Design malicioso.

Existem várias formas de tirar vantagens do cidadão médio, e vários profissionais cuja carreira se baseia nisso. Enquanto funcionários públicos, vendedores e golpistas de todos os tipos costumam levar a fama, tem uma outra classe de possíveis especialistas em te enganar: os designers. Hoje vamos falar sobre o design malicioso.

Quem nunca passou por perrengue na hora de cancelar um serviço, devolver um produto ou se descadastrar de uma lista de e-mails? Quem nunca ficou puto da vida por não achar uma função num site ou num aplicativo, xingando os “imbecis que fizeram isso” por não ter a menor ideia de como achar o que precisa?

Bom, nunca se pode descartar incompetência nesse mundo, mas saiba que muitas das suas frustrações foram planejadas numa reunião entre marketing, publicidade e programadores. O design malicioso é o desenvolvimento intencional de interfaces de sites, aplicativos ou até mesmo espaços físicos com o objetivo de desencorajar pessoas de realizar ações específicas.

A empresa quer que você contrate seu plano de serviços e pague mensalmente, então os botões de comprar e colocar em débito automático sempre são grandes, chamativos e em posições óbvias nas telas. Ao mesmo tempo, a empresa não quer ninguém mudando de ideia depois. Então, a empresa manda alguém colocar a opção de cancelamento no site, porque é obrigada por lei, mas a lei não tem como dizer exatamente onde colocar esse botão…

E aí, você tem um dos estilos mais básicos de design malicioso: esconder opções desagradáveis para a empresa. Se o juiz perguntar, a empresa pode dizer que o botão de cancelar o serviço está no site sim, mesmo que você precise entrar em oito páginas diferentes com opções confusas e acertar uma ordem exata de ações que mais parece um labirinto digital. O botão está lá, e a empresa tem uma desculpa técnica para cada muro que ergueu entre o usuário e a opção indesejada.

“Mas e daí? A pessoa vai cancelar de qualquer jeito!”
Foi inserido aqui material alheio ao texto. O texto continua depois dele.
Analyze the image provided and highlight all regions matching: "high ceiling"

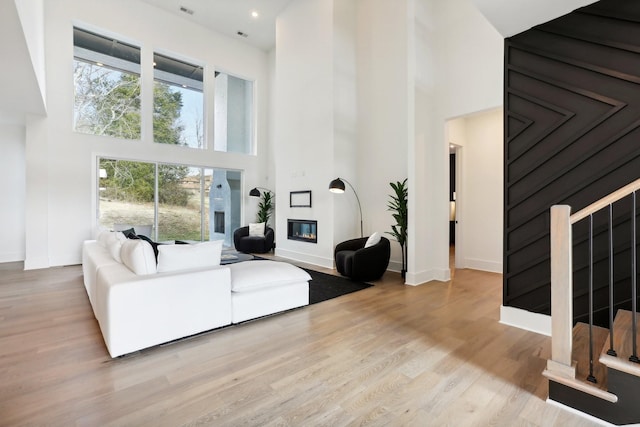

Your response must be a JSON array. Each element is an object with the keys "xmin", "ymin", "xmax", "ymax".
[{"xmin": 140, "ymin": 0, "xmax": 294, "ymax": 51}]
É aí que você se engana, pessoas tem uma espécie de timer interno com suas decisões. Na hora que você escolher fazer uma coisa, a ideia está muito forte na sua cabeça, mas quanto mais passa o tempo, maior a chance de você começar a duvidar se era a melhor escolha mesmo. Mesmo um minuto de enrolação entre a sua vontade de clicar no botão de cancelar e a chance de clicar nele podem fazer alguém mudar de ideia.

O ser humano é impulsivo, as vontades vêm rápido e com muita força, mas é só esperar um pouco que o ânimo vai se esvaindo. O designer de interface tem que entregar um produto final que faça suas decisões de gastar dinheiro muito fáceis e as de economizar dinheiro mais complicadas. Só nessa manipulação de segundos de atenção e interesse, uma empresa consegue aumentar e muito sua lucratividade.

É mais ou menos como ficar sofrendo com atendente para cancelar sua internet ou TV por assinatura: eles contam com o seu saco enchendo de tal forma até desistir daquela ação, ou mesmo aceitar uma nova proposta só para acabar logo com a ligação. Na internet é mais complicado segurar a pessoa, porque códigos do consumidor ao redor do mundo exigem opções de cancelamento em todos os sites, mas como já disse antes: não são específicos sobre onde essa opção tem que estar.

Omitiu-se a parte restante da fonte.